PG has one final note – Jeff Bezos owns The Washington Post, which was the source for much of The Verge’s OP. When he acquired the paper, there was lots of Sturm und Drang among the Amazon-haters about how Bezos would ruin the Post and stifle the voices of opposition to Amazon represented by The New York Times, etc.

While PG believes the Post is fully-capable of ruining itself, it appears Bezos isn’t stifling the editorial side of the newspaper for Amazon’s benefit as predicted.

6 thoughts on “Amazon withholds its ebooks from libraries because it prefers you pay it instead”

  1. What a lot of piffle. This indie author already has books in libraries, without strong-arming Amazon. They aren’t a publisher, they are a marketplace for indies. I can get my ebooks in Overdrive by myself too, using Draft2Digital. Why, it’s almost like the reporter a) has an agenda and b) *real* reporting would get in the way….
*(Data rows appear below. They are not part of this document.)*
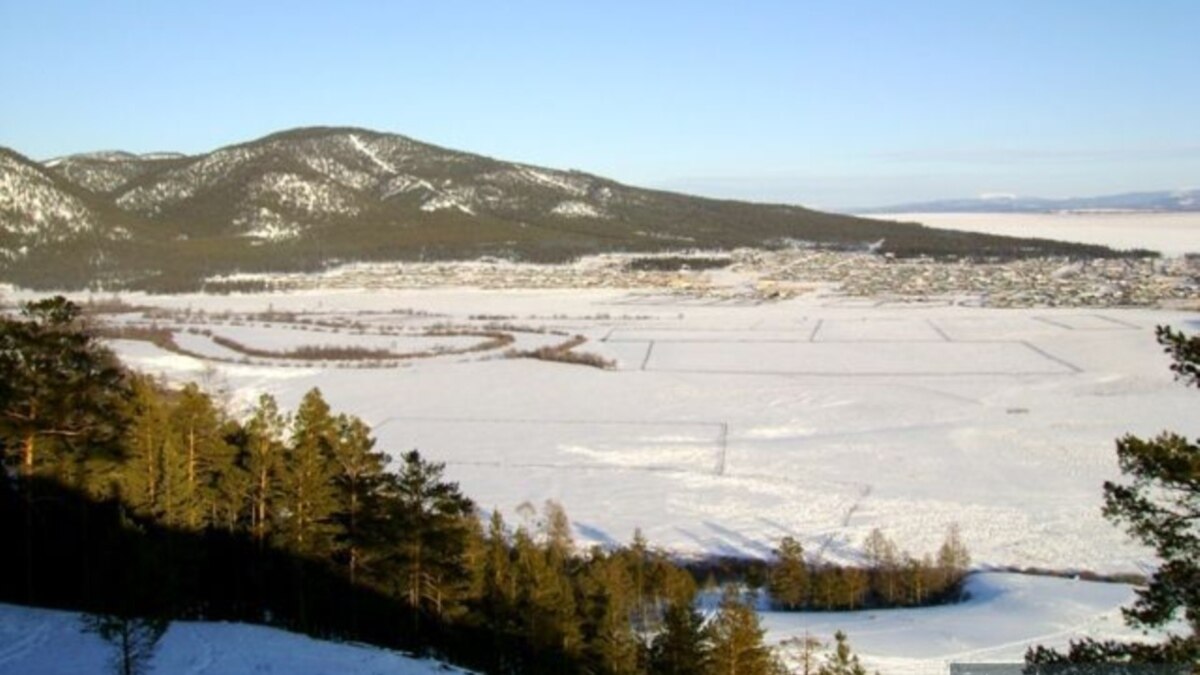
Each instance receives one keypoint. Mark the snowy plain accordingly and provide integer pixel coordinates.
(43, 641)
(1169, 233)
(1003, 616)
(727, 425)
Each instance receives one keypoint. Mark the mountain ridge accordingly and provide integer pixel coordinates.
(305, 198)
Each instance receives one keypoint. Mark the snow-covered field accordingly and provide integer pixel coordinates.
(1169, 233)
(729, 425)
(1005, 615)
(42, 641)
(726, 425)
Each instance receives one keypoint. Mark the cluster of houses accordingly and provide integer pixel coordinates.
(767, 275)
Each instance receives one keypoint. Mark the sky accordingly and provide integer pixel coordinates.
(826, 103)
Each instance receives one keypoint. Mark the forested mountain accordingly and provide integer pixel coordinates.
(142, 505)
(305, 198)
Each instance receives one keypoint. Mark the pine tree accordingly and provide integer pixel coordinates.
(141, 475)
(61, 392)
(309, 473)
(199, 436)
(790, 575)
(885, 567)
(843, 661)
(426, 533)
(805, 652)
(737, 640)
(359, 478)
(682, 646)
(606, 607)
(953, 561)
(1161, 507)
(545, 598)
(499, 581)
(263, 459)
(135, 640)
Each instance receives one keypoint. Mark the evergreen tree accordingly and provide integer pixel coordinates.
(359, 477)
(790, 575)
(843, 661)
(545, 598)
(682, 646)
(606, 607)
(737, 640)
(426, 532)
(263, 459)
(141, 475)
(1161, 507)
(309, 473)
(885, 567)
(135, 640)
(60, 389)
(953, 561)
(499, 581)
(805, 652)
(199, 437)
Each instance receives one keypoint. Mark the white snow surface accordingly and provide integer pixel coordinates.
(726, 426)
(46, 641)
(1005, 615)
(1170, 233)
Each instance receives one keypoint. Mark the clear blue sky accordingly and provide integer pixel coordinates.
(829, 103)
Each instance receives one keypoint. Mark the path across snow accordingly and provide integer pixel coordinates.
(727, 426)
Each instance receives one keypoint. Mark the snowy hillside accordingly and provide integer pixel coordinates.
(41, 641)
(35, 210)
(727, 425)
(305, 198)
(1005, 615)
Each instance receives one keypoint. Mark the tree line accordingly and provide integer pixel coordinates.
(129, 497)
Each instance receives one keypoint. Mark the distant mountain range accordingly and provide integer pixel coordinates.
(306, 198)
(1161, 201)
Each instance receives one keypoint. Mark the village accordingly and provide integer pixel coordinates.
(759, 275)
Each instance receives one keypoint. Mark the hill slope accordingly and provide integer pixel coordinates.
(304, 198)
(49, 641)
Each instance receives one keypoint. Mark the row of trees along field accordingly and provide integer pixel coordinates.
(126, 497)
  2. I wonder if the WP would be satisfied if APub (over)charged libraries like the BPHs or if they would then be instead griping about them daring to charge that much.

  3. It’s worth noting that Amazon is running it’s own lending service, Kindle Unlimited.

    I think that there would be room for charities to sponsor KU subscriptions for people who can’t afford it (and it’s also worth noting that you can have a family under one account with several devices all sharing one KU subscription)

    Used kindle devices are available on ebay in the $30 range (I just picked up several to hack and use for displays)

  4. This shark suggests that y’all watch carefully for independent sale of all of the user data (whether individualized or somehow aggregated) that Overdrive collects and has collected, because that’s what KKR does. This shark remembers Robert Bork’s video-store records all too well and provided substantial assistance, of legal and other natures, to more than one library upon passage of the PATRIOT Act with its “national security letters can be issued for lending records” provision.

    This assumes that y’all use Overdrive’s web/browser interface and not… Libby. Rule 17.8 of personal security and hacking prevention: Where there is a choice, do not use or support any data-exchange application that depends upon a proprietary or otherwise not-standard-compliant protocol or methodology. Where there is no choice, use a dedicated device if possible, and if not possible minimize use of the device to the greatest extent possible.